This is part two of a three-part blog post about the problem of protein design. Part one can be found here.
In this blog post, we’re going to introduce a physics concept called a partition function, which will help us think quantitatively about the energy landscape described in the previous blog post. Partition functions come from a branch of physics called statistical mechanics, which uses probability to describe how large ensembles of molecules behave—typically in conditions of thermodynamic equilibrium. Before we get into partition functions, let's review what it means to be "at thermodynamic equilibrium."
Proteins at equilibrium
Consider a test tube containing a sample of protein in water. Let’s say the test tube contains a billion billion (1018) identical protein molecules, which is about the amount of protein we generally work with in the lab. If we let the test tube sit long enough at room temperature, the contents of the test tube will reach thermodynamic equilibrium. At equilibrium, the temperature is the same everywhere in the test tube, and the molecules in the test tube have settled into their most balanced configuration. Or, in other words, all the thermal motion in the test tube is distributed as evenly as possible among all the molecules in the test tube. This is important because it means the behavior of all 1018 protein molecules should be consistent throughout the test tube. And this allows us to treat all of the protein molecules together as an ensemble. Even if we can’t point to an individual protein molecule in the sample and describe exactly what that molecule is doing, we can use statistical mechanics to describe the ensemble as a whole.

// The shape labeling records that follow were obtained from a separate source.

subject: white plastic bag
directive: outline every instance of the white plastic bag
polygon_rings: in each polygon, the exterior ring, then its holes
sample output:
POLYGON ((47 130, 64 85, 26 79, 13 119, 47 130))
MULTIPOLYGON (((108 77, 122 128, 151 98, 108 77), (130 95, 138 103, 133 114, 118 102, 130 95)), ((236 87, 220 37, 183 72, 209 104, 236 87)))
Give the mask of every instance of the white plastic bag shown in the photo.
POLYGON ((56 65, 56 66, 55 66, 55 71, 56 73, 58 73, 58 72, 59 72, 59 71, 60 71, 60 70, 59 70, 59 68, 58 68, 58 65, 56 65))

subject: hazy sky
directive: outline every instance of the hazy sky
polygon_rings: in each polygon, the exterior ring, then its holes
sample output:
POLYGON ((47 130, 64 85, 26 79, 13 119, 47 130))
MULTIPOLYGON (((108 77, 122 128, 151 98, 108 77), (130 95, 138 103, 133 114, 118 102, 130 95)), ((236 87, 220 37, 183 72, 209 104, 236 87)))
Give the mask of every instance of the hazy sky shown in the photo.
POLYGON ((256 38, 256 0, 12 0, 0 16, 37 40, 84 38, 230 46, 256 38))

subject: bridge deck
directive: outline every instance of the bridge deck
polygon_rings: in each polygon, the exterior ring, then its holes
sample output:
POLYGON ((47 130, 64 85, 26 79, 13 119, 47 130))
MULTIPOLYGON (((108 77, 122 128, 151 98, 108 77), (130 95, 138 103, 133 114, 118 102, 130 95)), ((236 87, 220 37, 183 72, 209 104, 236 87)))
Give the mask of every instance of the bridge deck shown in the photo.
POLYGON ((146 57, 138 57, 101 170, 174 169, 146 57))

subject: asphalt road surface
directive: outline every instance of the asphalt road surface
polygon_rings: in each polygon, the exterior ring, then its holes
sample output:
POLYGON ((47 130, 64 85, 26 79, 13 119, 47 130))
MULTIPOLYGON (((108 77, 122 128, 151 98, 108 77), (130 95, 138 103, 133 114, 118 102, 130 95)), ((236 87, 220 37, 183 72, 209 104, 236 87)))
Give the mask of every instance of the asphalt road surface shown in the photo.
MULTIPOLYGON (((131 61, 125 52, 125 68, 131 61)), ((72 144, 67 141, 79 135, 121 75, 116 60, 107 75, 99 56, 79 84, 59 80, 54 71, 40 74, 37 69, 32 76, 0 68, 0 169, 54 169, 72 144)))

Suppose our protein is stable at room temperature. In that case, we expect most of the protein molecules in our test tube will be folded. We say most of the molecules are folded, but not all of them—because in reality the ensemble will adopt a distribution of states, corresponding to all the different valleys in our protein’s energy landscape. Remember, our test tube contains 1018 protein molecules, and at room temperature there is a considerable amount of thermal motion in the test tube jostling around all of the protein molecules. So, even though the conditions are consistent throughout the test tube, there will still be a certain amount of deviation among the molecules of the ensemble. By chance some individual protein molecules will be jostled out of the folded state and into other regions of the energy landscape.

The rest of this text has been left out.